Valkey CPU usage is not a comprehensive indicator of server busyness / load
Hi, I measured how Valkey main thread and all threads cpu usage varies with the QPS served by the server. An 8 vcpu (4 cores) C4 VM on GCP is used for running the Valkey server. A memtier client running on another VM is used for benchmarking. Valkey 'io-threads' is set to 4. Tests are conducted on Valkey 8.0.
Observations
The main thread cpu usage grows almost linearly with QPS until the cpu usage approaches ~80%. Beyond that, it transitions to an asymptotic curve.
Similarly, the all threads cpu usage grows almost linearly until it approaches ~400%. Beyond that, the cpu usage remains at 400% while the server is able to drive more QPS.
Here is the client observed latency
Here are 2 data points from the graphs for comparison:
| connected_clients | QPS | Main thread cpu usage (s/s) | All threads cpu usage (s/s) | P99 latency (ms) |
|---|---|---|---|---|
| 32 | 217767.63 | 0.98 | 3.98 | 0.2 |
| 128 | 452501.27 | 1 | 4 | 0.38 |
I also profiled the server for these 2 workloads. The table below shows a high-level summary. The flame graphs are attached at the end of the issue.
Main thread profile
| 32 clients | 128 clients | |
|---|---|---|
| processIOThreadsReadDone | 42.56% | 76.56% |
| processIOThreadsWriteDone | 4.16% | 7.44% |
| readQueryFromClient | 7.2% | 2.8% |
| handleClientsWithPendingWrites | 3.92% | 0% |
| clock_gettime | 15.68% | 3.84% |
IO-threads profile (combined usage across 3 threads)
| 32 clients | 128 clients | |
|---|---|---|
| IOThreadWriteToClient | 57.12% | 141.68% |
| IOThreadReadQueryFromClient | 41.6% | 95.36% |
| IOThreadPoll | 9.44% | 16.8% |
| IOThreadFreeArgv | 3.6% | 8.24% |
Problem
It is difficult to monitor if the server is overloaded based on the cpu utilization. For example, the main thread cpu utilization is close to 100% and all threads cpu utilization is 400% both at a QPS of 217K as well as at a QPS of 452K.

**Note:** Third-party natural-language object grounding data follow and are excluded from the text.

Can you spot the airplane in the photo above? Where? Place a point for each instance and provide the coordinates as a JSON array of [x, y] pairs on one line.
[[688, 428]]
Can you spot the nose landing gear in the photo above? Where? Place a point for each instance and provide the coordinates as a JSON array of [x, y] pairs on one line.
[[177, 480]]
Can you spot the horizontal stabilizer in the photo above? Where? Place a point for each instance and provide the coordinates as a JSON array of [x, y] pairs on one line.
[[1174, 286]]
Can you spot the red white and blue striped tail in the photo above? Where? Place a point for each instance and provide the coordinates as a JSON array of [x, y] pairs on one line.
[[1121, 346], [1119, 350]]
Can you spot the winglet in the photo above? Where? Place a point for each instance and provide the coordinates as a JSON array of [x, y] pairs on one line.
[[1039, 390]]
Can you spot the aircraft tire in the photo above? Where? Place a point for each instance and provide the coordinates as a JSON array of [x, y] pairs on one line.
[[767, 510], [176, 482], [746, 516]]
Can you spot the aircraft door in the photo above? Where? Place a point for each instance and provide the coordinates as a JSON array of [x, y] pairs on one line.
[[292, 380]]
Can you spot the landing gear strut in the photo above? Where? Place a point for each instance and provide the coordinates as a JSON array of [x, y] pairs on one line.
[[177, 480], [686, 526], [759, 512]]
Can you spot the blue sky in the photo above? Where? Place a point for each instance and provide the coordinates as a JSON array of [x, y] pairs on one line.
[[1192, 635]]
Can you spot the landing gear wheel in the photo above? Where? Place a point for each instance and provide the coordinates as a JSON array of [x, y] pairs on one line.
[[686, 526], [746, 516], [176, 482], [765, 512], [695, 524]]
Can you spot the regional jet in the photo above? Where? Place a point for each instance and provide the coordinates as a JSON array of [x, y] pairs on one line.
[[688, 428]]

Also, typically, users might want to run the server with cpu usage below a certain threshold (say 80%), so that there is enough room for tasks like full sync, snapshots etc. and to be able to absorb intermittent traffic spikes etc. Due to the cpu usage not growing linearly with the QPS, the actual QPS that can be driven in practice with such constraints would be a small fraction of the max QPS the server can actually support.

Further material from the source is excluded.